Posted December 10, 2007 in

Coheed and Cambria (courtesy of

Coheed & Cambria/Clutch/The Fall Of Troy

You know a show was good if you go to sleep that night, dream about it and when your alarm goes off in the morning your sleeping mind transforms it into a song from the set the night before.

Arriving to the horrible venue, known as Saltair, in the far-off land of Magna, I had high hopes for my fifth time seeing Coheed and Cambria, a band whose musical content is based off of graphic novels (mature-themed, intense comic books) written by the frontman and visionary Claudio Sanchez.

Walking in the doors I was blessed to hear something that pleased my ears. These sounds were The Fall Of Troy, who I don’t recall ever paying much attention to or listening to before. Wow. Impressed was I. The subtle vocals ranging from singing to growling in an instant, mixed with guitar work that went from rock to metal to chugging hardcore without warning was impressive to say the least.
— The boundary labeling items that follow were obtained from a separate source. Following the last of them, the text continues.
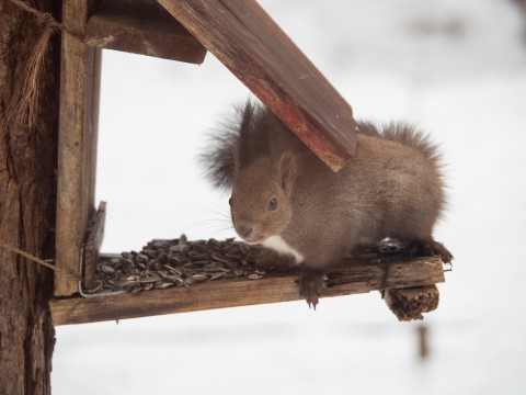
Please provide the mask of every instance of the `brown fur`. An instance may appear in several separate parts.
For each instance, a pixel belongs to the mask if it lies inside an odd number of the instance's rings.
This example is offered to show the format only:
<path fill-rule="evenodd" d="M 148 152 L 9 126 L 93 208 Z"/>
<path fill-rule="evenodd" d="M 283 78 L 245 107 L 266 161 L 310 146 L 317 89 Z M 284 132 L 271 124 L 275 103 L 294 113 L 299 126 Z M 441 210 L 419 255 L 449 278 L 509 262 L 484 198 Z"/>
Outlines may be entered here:
<path fill-rule="evenodd" d="M 268 110 L 248 103 L 241 114 L 211 155 L 219 178 L 231 180 L 233 226 L 249 242 L 279 236 L 305 257 L 300 292 L 309 305 L 324 271 L 386 237 L 451 260 L 432 236 L 445 203 L 437 150 L 412 126 L 358 123 L 356 156 L 334 173 Z"/>

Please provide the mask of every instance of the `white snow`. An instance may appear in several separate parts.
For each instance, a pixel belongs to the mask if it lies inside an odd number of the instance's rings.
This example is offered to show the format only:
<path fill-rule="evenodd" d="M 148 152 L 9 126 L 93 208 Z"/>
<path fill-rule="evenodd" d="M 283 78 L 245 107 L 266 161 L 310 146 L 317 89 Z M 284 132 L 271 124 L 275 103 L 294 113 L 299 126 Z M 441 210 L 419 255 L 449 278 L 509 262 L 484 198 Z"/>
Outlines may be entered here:
<path fill-rule="evenodd" d="M 57 328 L 53 393 L 526 393 L 526 43 L 502 0 L 264 0 L 352 104 L 408 120 L 443 147 L 455 255 L 441 305 L 398 323 L 377 293 Z M 228 196 L 195 159 L 249 91 L 201 66 L 105 52 L 98 200 L 105 251 L 152 238 L 230 237 Z M 430 331 L 418 358 L 416 328 Z"/>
Lead vocalist and guitarist, Thomas Erak’s stage presence was commanding and I knew he was serious about giving a memorable performance when he spit straight up into the air, stretched out his arm and caught his own spit in his hand and then went back to pounding his guitar and thrashing his vocal chords. It’s a shame Saltair is so far from SLC, because I was only able to catch the latter part of their set after having left straight from work and I’m sure there were many others who fell into this category.

After being blown away by The Fall Of Troy, I was eagerly awaiting Clutch’s performance--not because I am a fan, but because over the years I’ve always seen people wearing their merch. Well, about 30 seconds into their first song, I was wishing I could rip my eardrums out and cut them up with razor blades so I wouldn’t have to be tortured by the horrific brand of southern rock-noise. I realize there are a lot of Cluch fans out there, but I’m not really sure why. For most of their set I was outside trying to avoid listening to it or focusing on blocking it out of my mind. Finally it ended. Finally.

If I had to sum up Coheed’s set and overall performance in one word, it would be: EPIC. The thing about Coheed that is interesting is their underground roots and following, though their music, especially their last two albums, is so complex and well, epic, that it would fit perfect in an arena setting. Though I prefer going to smaller shows and music that demands smaller venues, I realized this fact about Coheed long ago and have come to terms with it in case it ever becomes reality. Besides, I can only imagine the kind of show they would put on with a massive production budget.

After the band took the stage, I soon realized I was standing directly in front of the most infatuated fan of Coheed I have ever seen. She started jumping, screaming and hitting her boyfriend/husband on the arm. She reacted like women used to react at Michael Jackson concerts in the 80s before he lost sight of reality and became a freaking weirdo. Playing songs from all their records, Coheed put on as good a performance as they ever have and their new material from Good Apollo, I’m Burning Star IV, Vol. 2: No World For Tomorrow, was great live, though I already knew it would be. For the first time I've ever seen, Sanchez tied his large, frizzy, trademark head of hair behind his head a few times throughout the night.

For the encore, Sanchez came back out with his double guitar (you know what I mean) and broke into the first notes of the intense ballad, “Welcome Home.” During the encore, Sanchez fancied the audience by playing the guitar behind his head and with his mouth. When all was said and done and Coheed left the stage for good, the crowd applauded their two-hour set and I went home and dreamt of it.